Night Pursuit Training 01, police stk

A police vehicle pursues the "bandit car" during night pursuit training held by the Utah County Sheriff's Office on Friday, March 9, 2018, at the Emergency Vehicle Operations Range near Camp Williams State Military Reservation in Bluffdale. Isaac Hale, Daily Herald

Almost half of Utah criminal fugitives were involved in violent assaults, drug distribution or sex offenses before evading law enforcement officials, according to a press release from the U.S. Marshals Service.

Last year, 804 individuals known as “the state’s most violent and dangerous criminals” were arrested in Utah, officials reported on Tuesday.

Most fugitives were apprehended in Salt Lake City, West Valley City and Ogden, but investigators made arrests in 71 different Utah cities, 18 different states and internationally.

The record number of arrests was thanks to a unique task force known as the Violent Fugitive Apprehension Strike Team (VFAST). The team is comprised of 18 statewide city, county, state and federal law enforcement agencies, according to the press release.

“If you are a fugitive from justice, hiding in an attic, in the desert, on a campground, in the mountains, on a reservation or anywhere in this state, the Marshal Service and our VFAST partners will find you,” said United States Marshal Matthew Harris in a statement.

However, only three of the fugitives arrested by the task force were in Utah County.

There are currently 90 qualified deputy U.S. Marshals who serve as task force officers with the primary mission to capture state and local fugitives.

Harris explained they are responsible for bringing warrants and cases from the various law enforcement agencies where they serve.

One VFAST member works part-time from Orem, and last year the task force apprehended two individuals in Springville and one person in Vineyard.

There are also more property crimes than violent crimes in Utah County, Harris added, although “it doesn’t mean we don’t have violent fugitives in Utah County.”

The Utah County Sheriff’s Office already operates a Criminal Warrants Unit, he said, meaning warrants for fugitives don’t typically reach VFAST.

Between October 2018 and September 2019, at least 65% of arrested criminals had state or local warrants, officials reported. Almost 94% had a violent criminal history.

“The USMS made arrests from Nevada to the Idaho border, and fugitives were found hiding in more than half of Utah’s 29 counties,” the press release stated.

Task force members also arrested 13 people who failed to register as a sex offender in Utah, including 10 individuals who were charged federally.

Nearly 10% were undocumented individuals who illegally entered the country and committed violent crimes, according to the press release. Among those, 50 individuals were deported once or several times prior.

Other fugitives were apprehended in West Jordan, Midvale, St. George, Kearns and Taylorsville for weapon offenses, robbery, homicide and kidnapping offenses.
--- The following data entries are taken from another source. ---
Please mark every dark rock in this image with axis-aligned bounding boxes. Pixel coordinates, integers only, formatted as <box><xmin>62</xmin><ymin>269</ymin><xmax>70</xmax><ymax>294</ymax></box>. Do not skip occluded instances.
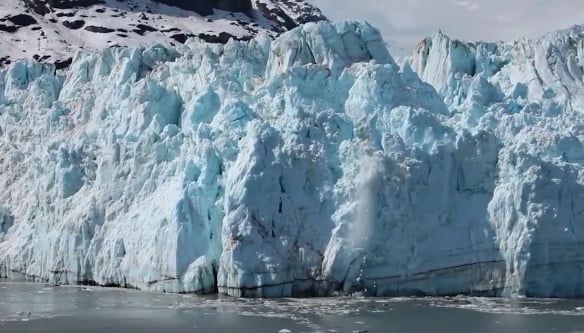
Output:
<box><xmin>170</xmin><ymin>34</ymin><xmax>194</xmax><ymax>44</ymax></box>
<box><xmin>54</xmin><ymin>58</ymin><xmax>73</xmax><ymax>70</ymax></box>
<box><xmin>63</xmin><ymin>20</ymin><xmax>85</xmax><ymax>30</ymax></box>
<box><xmin>0</xmin><ymin>24</ymin><xmax>18</xmax><ymax>33</ymax></box>
<box><xmin>57</xmin><ymin>12</ymin><xmax>75</xmax><ymax>17</ymax></box>
<box><xmin>8</xmin><ymin>14</ymin><xmax>38</xmax><ymax>27</ymax></box>
<box><xmin>24</xmin><ymin>0</ymin><xmax>105</xmax><ymax>15</ymax></box>
<box><xmin>85</xmin><ymin>25</ymin><xmax>115</xmax><ymax>34</ymax></box>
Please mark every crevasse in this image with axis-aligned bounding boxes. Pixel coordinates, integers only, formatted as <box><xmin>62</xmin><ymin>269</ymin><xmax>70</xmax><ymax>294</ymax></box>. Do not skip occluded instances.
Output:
<box><xmin>0</xmin><ymin>22</ymin><xmax>584</xmax><ymax>297</ymax></box>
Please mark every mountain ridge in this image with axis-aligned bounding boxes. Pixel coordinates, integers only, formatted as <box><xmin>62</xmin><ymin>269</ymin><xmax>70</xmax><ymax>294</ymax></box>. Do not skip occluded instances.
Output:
<box><xmin>0</xmin><ymin>0</ymin><xmax>326</xmax><ymax>68</ymax></box>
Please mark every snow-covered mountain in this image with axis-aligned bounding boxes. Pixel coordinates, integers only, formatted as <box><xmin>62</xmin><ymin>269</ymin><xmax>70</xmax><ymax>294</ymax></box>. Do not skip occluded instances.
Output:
<box><xmin>0</xmin><ymin>8</ymin><xmax>584</xmax><ymax>297</ymax></box>
<box><xmin>0</xmin><ymin>0</ymin><xmax>325</xmax><ymax>68</ymax></box>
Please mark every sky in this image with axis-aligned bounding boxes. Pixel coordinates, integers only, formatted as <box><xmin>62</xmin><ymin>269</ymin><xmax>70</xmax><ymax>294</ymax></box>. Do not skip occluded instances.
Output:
<box><xmin>309</xmin><ymin>0</ymin><xmax>584</xmax><ymax>55</ymax></box>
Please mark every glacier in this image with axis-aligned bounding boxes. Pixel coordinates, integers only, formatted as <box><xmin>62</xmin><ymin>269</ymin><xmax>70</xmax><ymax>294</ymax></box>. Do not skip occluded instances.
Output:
<box><xmin>0</xmin><ymin>21</ymin><xmax>584</xmax><ymax>297</ymax></box>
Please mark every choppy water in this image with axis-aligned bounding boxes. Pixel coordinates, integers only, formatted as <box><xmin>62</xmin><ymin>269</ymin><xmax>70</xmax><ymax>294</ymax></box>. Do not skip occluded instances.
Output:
<box><xmin>0</xmin><ymin>282</ymin><xmax>584</xmax><ymax>333</ymax></box>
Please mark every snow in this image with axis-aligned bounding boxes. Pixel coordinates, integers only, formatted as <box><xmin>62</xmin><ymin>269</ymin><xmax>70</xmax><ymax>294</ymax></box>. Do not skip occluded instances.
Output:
<box><xmin>0</xmin><ymin>0</ymin><xmax>324</xmax><ymax>65</ymax></box>
<box><xmin>0</xmin><ymin>22</ymin><xmax>584</xmax><ymax>297</ymax></box>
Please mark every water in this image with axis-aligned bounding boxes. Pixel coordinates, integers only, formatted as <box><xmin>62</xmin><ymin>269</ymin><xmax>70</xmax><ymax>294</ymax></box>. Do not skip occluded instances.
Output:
<box><xmin>0</xmin><ymin>282</ymin><xmax>584</xmax><ymax>333</ymax></box>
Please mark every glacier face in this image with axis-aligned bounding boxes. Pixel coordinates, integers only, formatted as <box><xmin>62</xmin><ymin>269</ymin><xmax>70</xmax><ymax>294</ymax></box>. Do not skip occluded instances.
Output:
<box><xmin>0</xmin><ymin>22</ymin><xmax>584</xmax><ymax>297</ymax></box>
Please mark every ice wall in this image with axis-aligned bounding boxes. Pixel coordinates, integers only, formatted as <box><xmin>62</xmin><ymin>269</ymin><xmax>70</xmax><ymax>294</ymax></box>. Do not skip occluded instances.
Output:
<box><xmin>0</xmin><ymin>22</ymin><xmax>584</xmax><ymax>297</ymax></box>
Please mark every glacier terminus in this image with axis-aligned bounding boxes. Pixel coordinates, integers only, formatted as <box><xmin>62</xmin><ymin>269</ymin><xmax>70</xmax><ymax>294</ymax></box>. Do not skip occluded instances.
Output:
<box><xmin>0</xmin><ymin>21</ymin><xmax>584</xmax><ymax>297</ymax></box>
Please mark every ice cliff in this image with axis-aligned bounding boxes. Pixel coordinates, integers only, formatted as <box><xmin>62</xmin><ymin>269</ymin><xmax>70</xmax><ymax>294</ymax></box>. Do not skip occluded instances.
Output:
<box><xmin>0</xmin><ymin>22</ymin><xmax>584</xmax><ymax>297</ymax></box>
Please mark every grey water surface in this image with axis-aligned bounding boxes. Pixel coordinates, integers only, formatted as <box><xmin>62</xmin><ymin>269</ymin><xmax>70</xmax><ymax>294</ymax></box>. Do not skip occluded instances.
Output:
<box><xmin>0</xmin><ymin>281</ymin><xmax>584</xmax><ymax>333</ymax></box>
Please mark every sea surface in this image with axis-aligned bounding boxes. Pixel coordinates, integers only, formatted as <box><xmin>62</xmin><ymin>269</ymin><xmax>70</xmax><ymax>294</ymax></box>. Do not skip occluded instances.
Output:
<box><xmin>0</xmin><ymin>281</ymin><xmax>584</xmax><ymax>333</ymax></box>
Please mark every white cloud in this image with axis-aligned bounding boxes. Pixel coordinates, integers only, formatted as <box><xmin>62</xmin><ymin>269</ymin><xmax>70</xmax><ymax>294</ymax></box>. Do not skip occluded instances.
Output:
<box><xmin>454</xmin><ymin>0</ymin><xmax>480</xmax><ymax>12</ymax></box>
<box><xmin>308</xmin><ymin>0</ymin><xmax>584</xmax><ymax>53</ymax></box>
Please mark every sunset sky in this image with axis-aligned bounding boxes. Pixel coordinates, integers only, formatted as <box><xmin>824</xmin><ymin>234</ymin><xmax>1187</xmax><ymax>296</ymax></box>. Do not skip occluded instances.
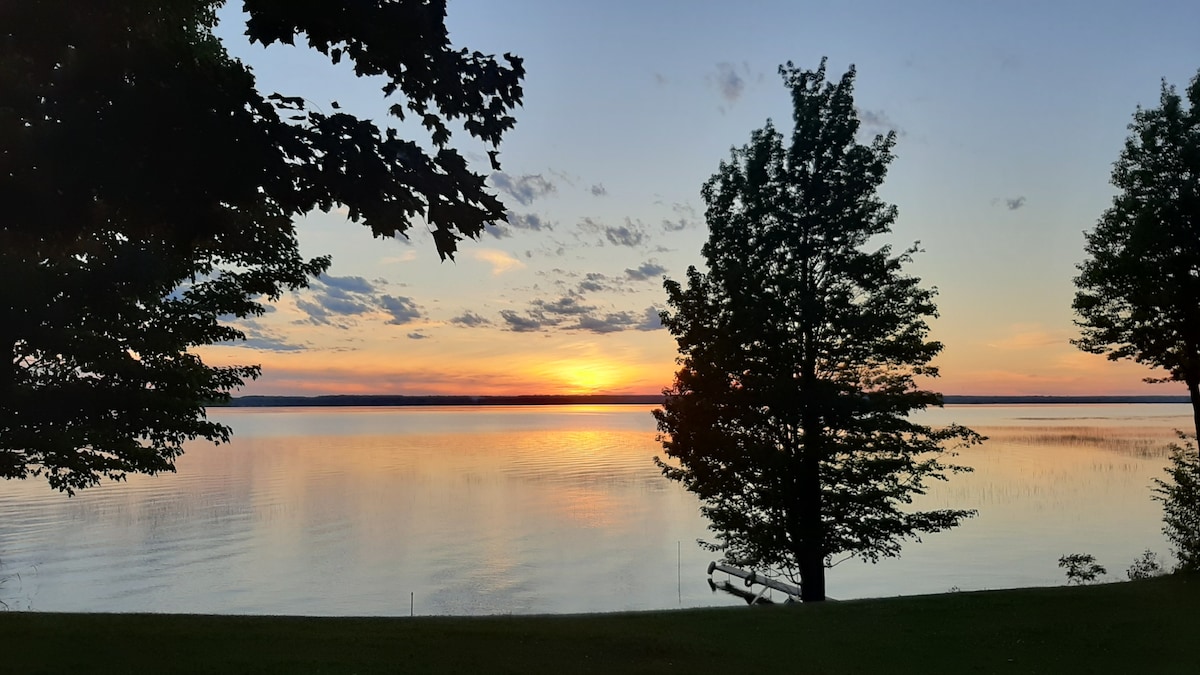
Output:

So far in 2020, VFAST has arrested 115 people with many warrants from West Jordan, West Valley and the Unified Police Department, the press release reported.

“These deputies and task force members are dedicated public servants, and mothers and fathers in our communities. Many give up traditional home lives, missing family dinners, children’s extracurricular activities, and other family events to ensure that our communities are safe,” Harris stated. “While this work can place additional stressors on the family, these women and men are steadfast and determined to keep our communities and their hometowns protected from the most violent among us.”

Last January, officers with the Orem and Provo police departments attempted to arrest Matt Frank Hoover in a business parking lot in Orem. He was serving felony probation for joyriding at the time.

He was charged with shooting and killing Master Officer Joseph Shinners during the attempted arrest.